Errors on DAT TLZ06 and dd

From: Lucio Chiappetti <lucio_at_ifctr.mi.cnr.it>
Date: Mon, 22 Dec 1997 09:19:51 +0100 (MET)

Last week I had problems with a DAT TLZ06 drive attached on the 2nd SCSI bus
of our Alpha 200/100 (DU 3.2). I was getting lots of errors (I tried with at
least 5 different tapes, which could be read on another unit attached to Sun)
and called DEC maintenance. They came and replaced the drive last Friday.

Friday evening and Sunday afternoon I tried reading one of my tapes, and I'm
still getting errors sporadically and in peculiar conditions.

The tape is a sequence of some 900 blocked files, each one may have a
different blocksize. The tape is read by a sequence of "dd" commands like
e.g. the following :

dd if=/dev/nrmt0h of=pd.instdir ibs=04752 cbs=0132 conv=unblock
dd if=/dev/nrmt0h of=ipd001.obsdir ibs=00640 cbs=0040 conv=unblock
dd if=/dev/nrmt0h of=ipd001.pdhkd000 ibs=30836
dd if=/dev/nrmt0h of=ipd001.pdeng000 ibs=31992
dd if=/dev/nrmt0h of=ipd001.p1cal000 ibs=02176
etc.

The procedure which constructs the sequence has been in use for a long time
and has been safely tested.

The tape has been FULLY analysed with /usr/field/tapex -w -m and gave no
errors whatsoever (no hard errors, and also no wrong records, missing tape
marks or other problems sometimes found on other tapes of same origin).
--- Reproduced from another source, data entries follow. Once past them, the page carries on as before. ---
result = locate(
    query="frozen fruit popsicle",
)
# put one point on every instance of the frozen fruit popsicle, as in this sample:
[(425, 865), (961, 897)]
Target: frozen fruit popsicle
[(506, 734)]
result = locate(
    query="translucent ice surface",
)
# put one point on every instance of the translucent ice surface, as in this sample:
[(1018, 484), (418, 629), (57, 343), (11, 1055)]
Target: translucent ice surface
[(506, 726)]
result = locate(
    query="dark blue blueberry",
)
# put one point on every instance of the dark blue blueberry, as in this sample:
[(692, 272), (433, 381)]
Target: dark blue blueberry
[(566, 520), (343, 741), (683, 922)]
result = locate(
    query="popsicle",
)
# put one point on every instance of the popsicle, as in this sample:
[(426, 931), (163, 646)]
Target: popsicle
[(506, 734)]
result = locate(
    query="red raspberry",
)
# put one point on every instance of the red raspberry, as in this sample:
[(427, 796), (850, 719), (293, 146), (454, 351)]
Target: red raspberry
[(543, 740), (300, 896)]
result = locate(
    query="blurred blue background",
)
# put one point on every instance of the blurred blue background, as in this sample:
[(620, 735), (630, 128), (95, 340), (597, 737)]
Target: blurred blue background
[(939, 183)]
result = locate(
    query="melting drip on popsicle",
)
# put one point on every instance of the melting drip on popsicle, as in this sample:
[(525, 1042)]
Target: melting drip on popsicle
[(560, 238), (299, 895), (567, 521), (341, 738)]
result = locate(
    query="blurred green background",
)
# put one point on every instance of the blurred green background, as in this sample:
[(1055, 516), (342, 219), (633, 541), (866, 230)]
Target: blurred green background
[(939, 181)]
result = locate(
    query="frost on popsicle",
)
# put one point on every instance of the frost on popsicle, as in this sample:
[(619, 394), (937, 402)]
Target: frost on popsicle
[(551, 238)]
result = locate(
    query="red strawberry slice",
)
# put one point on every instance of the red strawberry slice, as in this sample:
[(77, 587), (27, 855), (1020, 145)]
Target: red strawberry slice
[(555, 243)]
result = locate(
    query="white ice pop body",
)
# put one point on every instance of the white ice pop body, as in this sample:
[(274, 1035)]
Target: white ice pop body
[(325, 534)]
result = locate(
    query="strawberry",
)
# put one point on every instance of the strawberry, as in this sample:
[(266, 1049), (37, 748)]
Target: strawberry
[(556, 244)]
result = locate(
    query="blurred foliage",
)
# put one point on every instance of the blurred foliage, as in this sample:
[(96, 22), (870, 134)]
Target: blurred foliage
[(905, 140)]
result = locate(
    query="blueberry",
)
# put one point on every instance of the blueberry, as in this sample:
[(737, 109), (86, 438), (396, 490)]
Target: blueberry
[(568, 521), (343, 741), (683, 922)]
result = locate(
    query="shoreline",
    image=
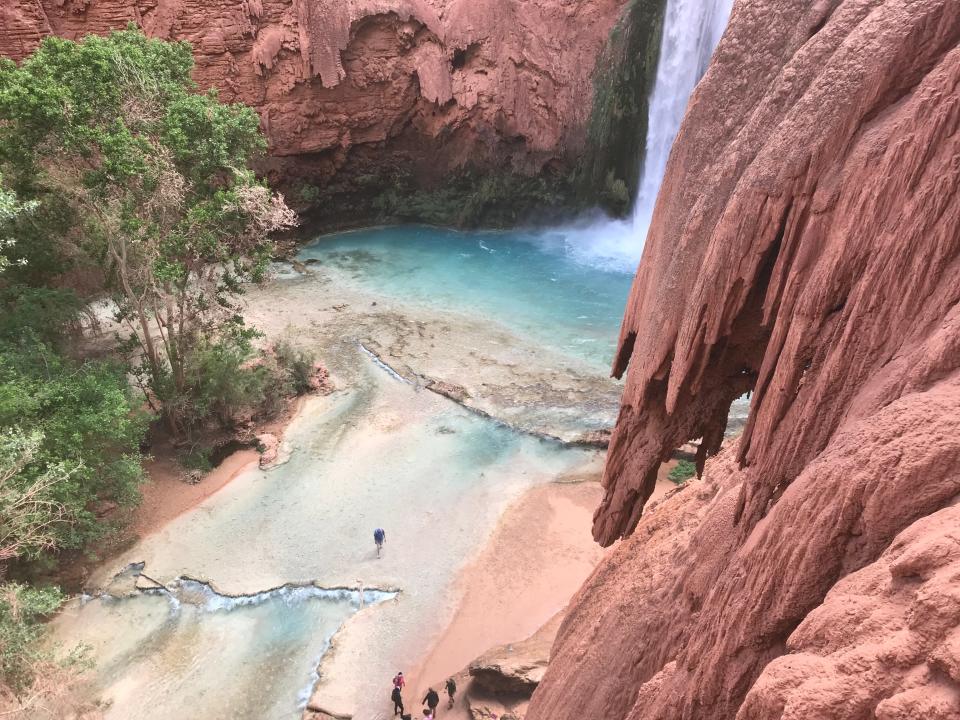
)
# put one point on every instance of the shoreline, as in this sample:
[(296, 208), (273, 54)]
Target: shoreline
[(521, 580), (166, 496)]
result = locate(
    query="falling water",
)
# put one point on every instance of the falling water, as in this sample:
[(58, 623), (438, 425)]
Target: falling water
[(691, 31)]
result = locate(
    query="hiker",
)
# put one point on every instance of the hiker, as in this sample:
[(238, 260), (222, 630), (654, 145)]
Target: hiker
[(379, 537), (397, 701), (432, 700)]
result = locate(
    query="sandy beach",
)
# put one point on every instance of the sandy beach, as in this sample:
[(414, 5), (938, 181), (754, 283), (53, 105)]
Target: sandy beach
[(481, 511)]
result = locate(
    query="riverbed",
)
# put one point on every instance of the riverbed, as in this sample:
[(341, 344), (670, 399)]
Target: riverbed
[(469, 368)]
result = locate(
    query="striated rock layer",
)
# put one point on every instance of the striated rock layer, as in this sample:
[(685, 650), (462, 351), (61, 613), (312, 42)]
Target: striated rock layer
[(386, 87), (805, 245)]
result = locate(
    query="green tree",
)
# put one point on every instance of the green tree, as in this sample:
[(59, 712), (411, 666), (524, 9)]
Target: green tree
[(82, 448), (156, 179)]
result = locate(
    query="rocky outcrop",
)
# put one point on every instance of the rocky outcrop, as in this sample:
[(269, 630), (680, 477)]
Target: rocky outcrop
[(805, 245), (374, 93)]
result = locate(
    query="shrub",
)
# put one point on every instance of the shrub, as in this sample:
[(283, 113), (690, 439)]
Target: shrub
[(683, 471), (296, 366), (22, 611)]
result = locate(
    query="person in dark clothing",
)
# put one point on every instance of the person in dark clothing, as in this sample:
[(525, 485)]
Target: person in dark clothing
[(432, 700), (397, 701)]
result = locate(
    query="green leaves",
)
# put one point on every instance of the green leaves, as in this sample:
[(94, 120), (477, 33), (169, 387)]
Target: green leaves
[(88, 433)]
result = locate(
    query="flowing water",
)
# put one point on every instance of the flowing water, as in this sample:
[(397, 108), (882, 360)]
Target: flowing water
[(289, 550), (378, 453), (691, 31)]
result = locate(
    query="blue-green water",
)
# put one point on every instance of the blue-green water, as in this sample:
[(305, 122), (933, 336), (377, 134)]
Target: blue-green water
[(544, 285)]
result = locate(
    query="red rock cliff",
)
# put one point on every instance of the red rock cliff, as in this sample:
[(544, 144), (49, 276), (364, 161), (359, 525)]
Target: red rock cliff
[(806, 245), (421, 84)]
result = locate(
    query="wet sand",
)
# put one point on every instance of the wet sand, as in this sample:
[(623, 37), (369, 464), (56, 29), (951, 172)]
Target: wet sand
[(385, 451)]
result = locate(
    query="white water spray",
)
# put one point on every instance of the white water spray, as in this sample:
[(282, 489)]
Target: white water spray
[(691, 31)]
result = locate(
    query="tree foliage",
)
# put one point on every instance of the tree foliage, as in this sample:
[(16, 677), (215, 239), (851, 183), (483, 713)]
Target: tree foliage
[(154, 177)]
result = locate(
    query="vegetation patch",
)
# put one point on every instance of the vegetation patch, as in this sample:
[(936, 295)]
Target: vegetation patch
[(683, 471), (467, 198), (623, 80)]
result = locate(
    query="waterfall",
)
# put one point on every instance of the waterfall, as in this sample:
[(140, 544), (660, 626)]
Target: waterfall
[(691, 31)]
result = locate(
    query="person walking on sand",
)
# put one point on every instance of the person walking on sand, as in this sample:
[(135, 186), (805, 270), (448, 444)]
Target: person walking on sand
[(379, 537), (432, 700), (397, 698)]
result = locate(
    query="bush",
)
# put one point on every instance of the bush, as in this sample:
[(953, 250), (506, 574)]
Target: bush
[(683, 471), (296, 366), (87, 423), (22, 611)]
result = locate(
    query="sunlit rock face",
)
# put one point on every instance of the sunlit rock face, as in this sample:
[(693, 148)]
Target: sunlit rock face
[(419, 86), (805, 245)]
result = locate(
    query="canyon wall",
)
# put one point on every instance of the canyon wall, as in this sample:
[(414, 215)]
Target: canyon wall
[(363, 96), (805, 246)]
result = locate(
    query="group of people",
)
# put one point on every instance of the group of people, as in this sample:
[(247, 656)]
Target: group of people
[(431, 699)]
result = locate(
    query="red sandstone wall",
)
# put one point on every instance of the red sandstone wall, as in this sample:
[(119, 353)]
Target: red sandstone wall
[(806, 244), (427, 84)]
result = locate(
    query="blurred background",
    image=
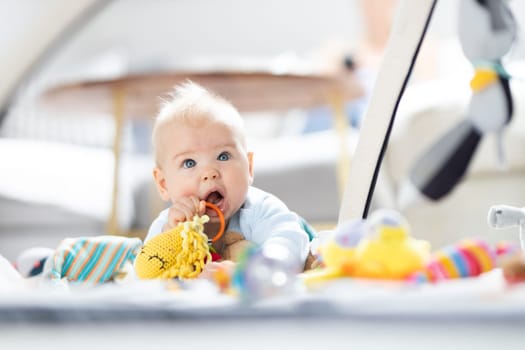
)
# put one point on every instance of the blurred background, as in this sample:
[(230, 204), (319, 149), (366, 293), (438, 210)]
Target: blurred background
[(59, 151)]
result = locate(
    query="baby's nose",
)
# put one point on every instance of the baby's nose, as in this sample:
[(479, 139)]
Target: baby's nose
[(210, 174)]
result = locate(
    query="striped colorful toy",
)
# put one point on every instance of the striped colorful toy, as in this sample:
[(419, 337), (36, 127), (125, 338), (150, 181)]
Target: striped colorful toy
[(468, 258), (91, 259)]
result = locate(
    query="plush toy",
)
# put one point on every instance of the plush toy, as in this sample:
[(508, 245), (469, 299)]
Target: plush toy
[(183, 251), (379, 248), (487, 31)]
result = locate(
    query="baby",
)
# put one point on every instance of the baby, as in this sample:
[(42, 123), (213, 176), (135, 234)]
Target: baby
[(201, 156)]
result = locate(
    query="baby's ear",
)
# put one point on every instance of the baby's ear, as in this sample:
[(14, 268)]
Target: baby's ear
[(160, 182)]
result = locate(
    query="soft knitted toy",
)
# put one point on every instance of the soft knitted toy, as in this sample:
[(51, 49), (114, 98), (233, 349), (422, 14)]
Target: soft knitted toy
[(381, 248), (181, 252), (91, 259)]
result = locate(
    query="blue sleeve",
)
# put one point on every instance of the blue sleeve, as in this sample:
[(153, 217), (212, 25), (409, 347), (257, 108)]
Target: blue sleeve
[(269, 221)]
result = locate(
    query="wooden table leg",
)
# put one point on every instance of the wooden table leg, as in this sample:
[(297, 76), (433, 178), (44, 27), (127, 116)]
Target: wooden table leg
[(112, 226), (337, 102)]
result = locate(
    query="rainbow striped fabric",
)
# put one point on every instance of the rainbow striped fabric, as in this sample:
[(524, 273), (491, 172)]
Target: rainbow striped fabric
[(91, 259)]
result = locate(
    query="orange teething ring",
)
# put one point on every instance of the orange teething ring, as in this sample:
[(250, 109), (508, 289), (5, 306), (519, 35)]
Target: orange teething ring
[(221, 219)]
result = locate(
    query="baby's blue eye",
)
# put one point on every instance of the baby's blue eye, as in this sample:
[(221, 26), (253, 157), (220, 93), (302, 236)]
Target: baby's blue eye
[(189, 163), (224, 156)]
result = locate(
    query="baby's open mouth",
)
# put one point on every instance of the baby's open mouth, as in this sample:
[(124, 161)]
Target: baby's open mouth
[(214, 198)]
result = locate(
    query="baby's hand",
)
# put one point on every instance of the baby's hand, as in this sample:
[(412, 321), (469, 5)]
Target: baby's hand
[(184, 209)]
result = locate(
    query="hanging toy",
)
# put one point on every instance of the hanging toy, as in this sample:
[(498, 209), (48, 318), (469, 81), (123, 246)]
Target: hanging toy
[(180, 252), (378, 248), (487, 31)]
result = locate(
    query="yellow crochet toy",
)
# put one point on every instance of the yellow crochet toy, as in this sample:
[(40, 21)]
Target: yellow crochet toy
[(178, 253)]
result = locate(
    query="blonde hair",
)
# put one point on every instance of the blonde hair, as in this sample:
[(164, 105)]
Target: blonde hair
[(192, 104)]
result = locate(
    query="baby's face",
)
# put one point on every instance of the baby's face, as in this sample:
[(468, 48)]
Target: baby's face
[(208, 161)]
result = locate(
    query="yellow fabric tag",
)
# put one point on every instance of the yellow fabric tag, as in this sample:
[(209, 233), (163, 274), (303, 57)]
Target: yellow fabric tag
[(483, 78)]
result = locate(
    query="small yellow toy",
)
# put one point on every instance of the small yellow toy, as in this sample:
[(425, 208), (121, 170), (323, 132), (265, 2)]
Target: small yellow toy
[(379, 248), (391, 253), (179, 253)]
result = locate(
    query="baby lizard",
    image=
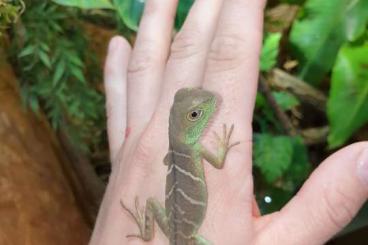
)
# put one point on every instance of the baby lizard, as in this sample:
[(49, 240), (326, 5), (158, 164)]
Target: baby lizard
[(186, 190)]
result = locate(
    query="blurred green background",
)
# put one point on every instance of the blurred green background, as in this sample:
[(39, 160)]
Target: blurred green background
[(312, 99)]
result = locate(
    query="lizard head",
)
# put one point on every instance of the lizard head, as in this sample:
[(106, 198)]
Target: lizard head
[(190, 113)]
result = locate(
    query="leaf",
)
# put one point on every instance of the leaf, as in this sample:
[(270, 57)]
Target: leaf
[(285, 100), (130, 11), (270, 51), (45, 59), (86, 4), (182, 12), (272, 155), (59, 72), (300, 167), (356, 21), (347, 106), (318, 34), (26, 51), (76, 60), (77, 73)]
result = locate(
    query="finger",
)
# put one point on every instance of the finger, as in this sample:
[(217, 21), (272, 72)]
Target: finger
[(189, 50), (115, 76), (232, 69), (149, 57), (328, 201)]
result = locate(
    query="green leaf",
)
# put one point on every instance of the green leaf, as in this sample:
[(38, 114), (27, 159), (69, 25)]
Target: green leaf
[(45, 59), (86, 4), (285, 100), (77, 73), (59, 72), (347, 106), (272, 155), (270, 51), (356, 21), (182, 12), (130, 11), (300, 167), (26, 51), (318, 33)]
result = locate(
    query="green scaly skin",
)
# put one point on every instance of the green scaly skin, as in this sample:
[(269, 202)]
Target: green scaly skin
[(186, 190)]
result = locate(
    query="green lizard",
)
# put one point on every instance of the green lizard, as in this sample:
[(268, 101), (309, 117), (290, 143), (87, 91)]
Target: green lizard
[(186, 191)]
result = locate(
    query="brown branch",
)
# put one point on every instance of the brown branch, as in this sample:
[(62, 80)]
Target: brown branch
[(305, 92), (280, 114), (313, 136)]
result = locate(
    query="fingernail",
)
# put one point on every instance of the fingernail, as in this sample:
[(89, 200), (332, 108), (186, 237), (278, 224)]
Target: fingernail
[(363, 165)]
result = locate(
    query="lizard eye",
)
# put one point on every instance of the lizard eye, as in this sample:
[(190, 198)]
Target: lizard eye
[(194, 115)]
Also if I take my file of "dd" commands and execute such commands by hand
one by one, they work successfully.
If instead I execute a "longish" sequence of "dd" commands there is a
probability that after a while one of them fails with an i/o error.
If I then clear everything and re-issue manually the offending command alone,
it will work successfully.

At the moment I'm reading my tape by "classes of files", in this way I have
sequences of a small number of "dd" commands, followed by a "mt fsf" skip of a
few files, followed by some more "dd" and so on. This way I have been
successfull in reading the tape, but in the past the full procedure used to
work.

An uerf shows errors of either forms

OS EVENT TYPE 199. CAM SCSI
ERROR TYPE Hard Error Detected
---- CAM STRING -----
                                        MEDIUM ERROR - Nonrecoverable medium
                                         _error

or

OS EVENT TYPE 199. CAM SCSI
ERROR TYPE Hard Error Detected
----- CAM STRING -----
                                        HARDWARE ERROR - Nonrecoverable
                                         _hardware error

Is there anything which may cause a sequence of dd commands which are too
close to fail (some timeout ?). Should I suspect they brought me a bad tape
drive, or could it be a SCSI bus problem ?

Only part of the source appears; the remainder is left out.